In 1956, Muller “strong-armed” the radiation protection community into adopting the linear non-threshold model as the default, and the EPA adopted the model when it was formed in 1970. Despite significant flaws in the LNT model, federal agencies, including the EPA, continue to adhere to it.
What Does Science Say?
Today’s knowledge of biology recognizes that:
- The human body has a remarkable capacity to repair damage to genetic material, with a vast number of mutations repaired each day.
- The occurrence of mutations in the human body does not guarantee a carcinogenic outcome – there must be an increasing number of mutations until a threshold where repair is exceeded.
- Many carcinogens at high doses cause immunosuppression, which does not occur at low doses.
- Chemical carcinogens can act through non-DNA mechanisms, such as promoting inflammation and altering hormone signaling.
- Random mutations occur in actively replicating stem cell populations that can cause cancer.
The LNT has largely been refuted by other studies, including:
Toxicology’s largest study, the Mega-Mouse or ED01 study, conducted in the 1970s by the FDA, was designed to answer whether cancer follows the LNT or threshold model.
The FDA exposed over 24,000 mice to the known carcinogen 2-acetylaminofluorene. Standard animal studies, using 50 animals per dose group, can detect tumor rates only about 10 percentage points above the control group.

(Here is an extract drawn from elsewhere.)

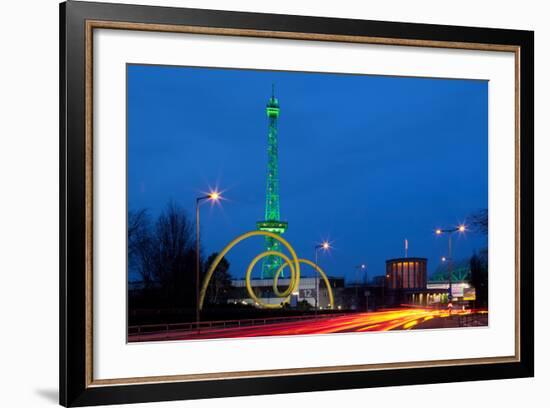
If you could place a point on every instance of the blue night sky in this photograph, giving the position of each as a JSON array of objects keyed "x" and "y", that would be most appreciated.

With 24,000 mice, the study detected tumors with just a 1% increase over controls.
The initial analysis reported no threshold for liver tumors and an ambiguous result for bladder tumors. However, a 2003 reanalysis found thresholds for both bladder and liver tumors, using a different method of plotting the results.

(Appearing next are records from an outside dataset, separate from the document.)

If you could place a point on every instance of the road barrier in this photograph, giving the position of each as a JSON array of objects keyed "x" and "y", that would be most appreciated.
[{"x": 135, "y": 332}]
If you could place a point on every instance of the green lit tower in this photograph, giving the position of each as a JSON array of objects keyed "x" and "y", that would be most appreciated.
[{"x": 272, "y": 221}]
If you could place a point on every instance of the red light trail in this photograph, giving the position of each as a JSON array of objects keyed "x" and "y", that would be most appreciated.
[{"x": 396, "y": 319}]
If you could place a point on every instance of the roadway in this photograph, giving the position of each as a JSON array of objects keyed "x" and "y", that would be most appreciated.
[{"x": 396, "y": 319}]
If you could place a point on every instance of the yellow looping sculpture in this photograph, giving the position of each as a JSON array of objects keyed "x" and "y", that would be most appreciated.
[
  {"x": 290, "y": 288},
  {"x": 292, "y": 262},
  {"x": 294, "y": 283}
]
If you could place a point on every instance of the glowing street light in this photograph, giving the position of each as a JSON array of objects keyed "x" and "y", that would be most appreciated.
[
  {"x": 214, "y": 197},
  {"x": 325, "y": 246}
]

A 2019 review of cancer studies reported that most studies showed no-effect levels for tumors, and the authors concluded that “at non-toxic dosages, thresholds exist for the induction of experimental cancer by all types of carcinogens.”

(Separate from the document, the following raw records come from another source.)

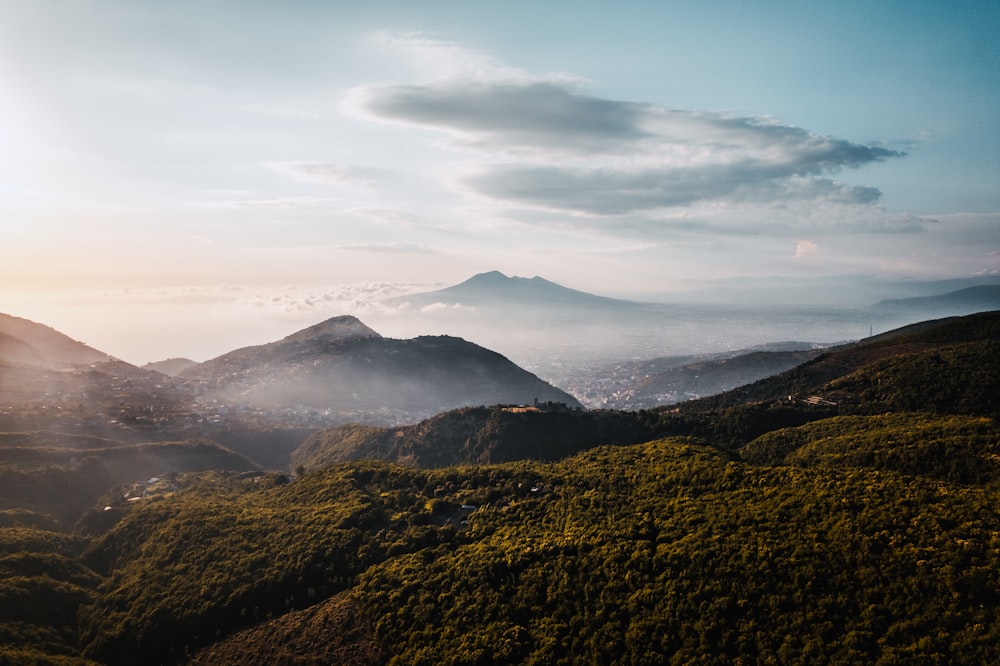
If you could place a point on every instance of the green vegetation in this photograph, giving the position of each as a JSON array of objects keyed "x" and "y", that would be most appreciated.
[{"x": 858, "y": 527}]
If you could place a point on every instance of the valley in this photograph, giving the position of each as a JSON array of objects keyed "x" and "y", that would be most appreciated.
[{"x": 337, "y": 495}]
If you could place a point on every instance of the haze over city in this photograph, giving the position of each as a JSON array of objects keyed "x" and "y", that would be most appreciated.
[{"x": 180, "y": 179}]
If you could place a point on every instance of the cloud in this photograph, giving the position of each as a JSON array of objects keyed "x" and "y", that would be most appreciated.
[
  {"x": 805, "y": 248},
  {"x": 406, "y": 248},
  {"x": 327, "y": 172},
  {"x": 506, "y": 114},
  {"x": 549, "y": 145}
]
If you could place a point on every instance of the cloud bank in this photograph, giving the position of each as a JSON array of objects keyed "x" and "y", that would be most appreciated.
[{"x": 545, "y": 144}]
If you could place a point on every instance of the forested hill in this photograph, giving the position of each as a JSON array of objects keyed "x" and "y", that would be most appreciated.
[
  {"x": 475, "y": 435},
  {"x": 949, "y": 366}
]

Why Does the EPA Keep Using the LNT Model?
EPA knows its model is flawed, but pressure from competing constituencies, such as environmental groups and industry, has frozen the agency in place. EPA last updated its Cancer Guidelines in 2005.
In 2019, the EPA held a public meeting of its Science Advisory Board (SAB) to discuss updating the guidelines. Critics immediately pounced on the effort, with the journal Science reporting, “On the current timeline, the SAB, which has been stocked with industry-friendly members during the Trump Administration, could bless the new guidelines before any potential new administration could take office in 2021- making them harder to undo.”
As is evident in the Science article, the topic has become highly politicized, with claims that regulations will be loosened and the risk of cancer will increase if the EPA stops using the LNT model. There are accusations that using anything other than the LNT is not health-protective and that it is an industry-driven campaign to loosen restrictions on toxic chemicals.
Since the 2019 SAB meeting, EPA has largely remained quiet about revising its cancer risk assessment. The Biden Administration took a “do not rock the boat” approach, and the current Trump Administration has not spoken publicly on the issue.
Moving Forward
It is time to get risk assessment and its models right. The Administration should create a commission to evaluate which models are appropriate for cancer risk assessment across the government. The commission should be time-limited and composed of scientists and practitioners from diverse backgrounds and viewpoints. Getting this right isn’t about loosening or tightening regulations; it’s about building an assessment grounded in science that reflects biology rather than a model a Nobel laureate bent to fit his conclusions 70 years ago.